Inside Out Walleyes

Starting on the most likely walleye cover and moving deeper is a great method to locating walleyes.

Former FLW Walleye Angler of the Year Paul Meleen divides his time between his original home waters, Minnesota’s legendary Mille Lacs, and his new resort, Leathem Smith Lodge, in Door County Wisconsin.

Meleen has clocked some serious hours on the water since his start in the pro walleye game in the late '80s, and during that time, he’s seen many sleeper tactics for catching ‘eyes. One of his favorites centers on suspended fish.

“Most anglers miss out because they fish in too small of a box,” he says. “For example, if they’re targeting suspended fish off structure—points or sunken islands—most fishermen assume that, when they lose contact with aggressive fish feeding on top, it’s because the fish moved into deeper water.

“What actually happens in mid-summer through early fall—is those walleyes will maintain the same depth (say 20 or 25 feet) at which they were feeding, but move out over deeper water. They don’t move down.”

Given that a well-defined thermocline has typically developed on most large bodies of water by this time of year, this fish behavior shouldn’t come as a surprise. Still, many fishermen never consider that the water below the break is cold, holds little oxygen and is no place a walleye wants to be.

“Most guys will catch a few active fish on a deep point or sunken island, but immediately think they have to move down to the breakline when the action dies,” he says. “Instead, watch your electronics and move to the front end of the structure and out a good distance. More often than not, you’ll find pods of fish that move in and out from the structure to feed, and then rest at the same depth, suspended just above the thermocline over deeper water away from the structure.”

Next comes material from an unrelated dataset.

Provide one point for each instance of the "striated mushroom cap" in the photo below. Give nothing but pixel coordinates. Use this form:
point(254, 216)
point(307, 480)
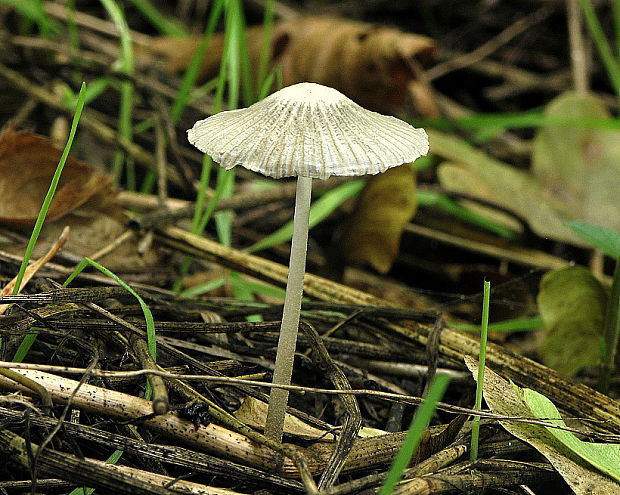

Basically, he starts this ‘inside out” approach by moving the boat slowly over the structure, dropping jig-and-live bait combos and picking up aggressively feeding walleyes. When the action slows, he moves farther out, increasing boat speed to 1 to 1½ mph and switching to a ‘crawler harness or crankbait tethered off the back of a bottom bouncer. While you're not tickling bottom in the classic definition of how most anglers use bottom bouncers, the tool will help you keep your bait running at the proper depth—and in the strike zone.